I’m not talking about the old history, when three invasions of Afghanistan at the height of British imperial power (1839-42; 1878-80; 1919) all failed to achieve their objectives.

I’m not even talking about the Soviet occupation of Afghanistan in 1979-89 when the United States helped the Taliban and similar Islamist groups to do to the Russians exactly what the Taliban have now done to the Americans themselves.

The problem there was that Americans did not see Russians as Western, although viewed from a low orbit they are virtually identical. US generals, therefore, believed that some essential difference between the two armies protected American troops from the fate of the Russians.

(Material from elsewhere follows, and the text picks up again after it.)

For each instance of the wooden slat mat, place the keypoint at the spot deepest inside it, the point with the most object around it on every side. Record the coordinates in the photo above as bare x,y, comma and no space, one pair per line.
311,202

Never mind all that. The really unpardonable mistake was forgetting all the lessons Western armies had learned from a dozen lost guerilla wars in former colonies between 1954 and 1975.

France in Algeria and Indochina, Britain in Kenya, Cyprus and Aden, Portugal in Angola and Mozambique, the proxy wars in Rhodesia and South-West Africa (as they were then known), and the United States again in Indochina. All the wars were lost, and yet the defeated imperial powers didn't  lose anything except face.

Western armies really did learn the lessons of those defeats. As a young man in the 1970s I taught military history and strategy in the Canadian Forces Staff College and then at Britain’s Royal Military Academy at Sandhurst. The doctrine I taught was a) Western armies always lose guerilla wars in the ‘Third World’, and b) it never really matters.

The Western armies lose no matter how big and well-equipped they are because the insurgents are fighting on home ground. They can’t quit and go home because they already are home. Your side can always quit and go home, and sooner or later your own public will demand that they do. So, you are bound to lose eventually, even if you win all the battles.

But losing doesn’t matter, because the insurgents are always first and foremost nationalists. They may have picked up bits of some grand ideology to make them feel that ‘history’ is on their side - Marxism or Islamism or whatever - but all they want is for you to go home so they can run their own show. They won’t actually follow you home.

By 1975 this hard-earned wisdom was the official doctrine in almost every army in the Western world, but military generations are short. A typical military career is only 25 years, so by 2001 nobody remembered it. Their successors had to start learning it again the hard way. Maybe by now, they have.

(Gwynne Dyer's new book is 'The Shortest History of War'. The views expressed are personal.)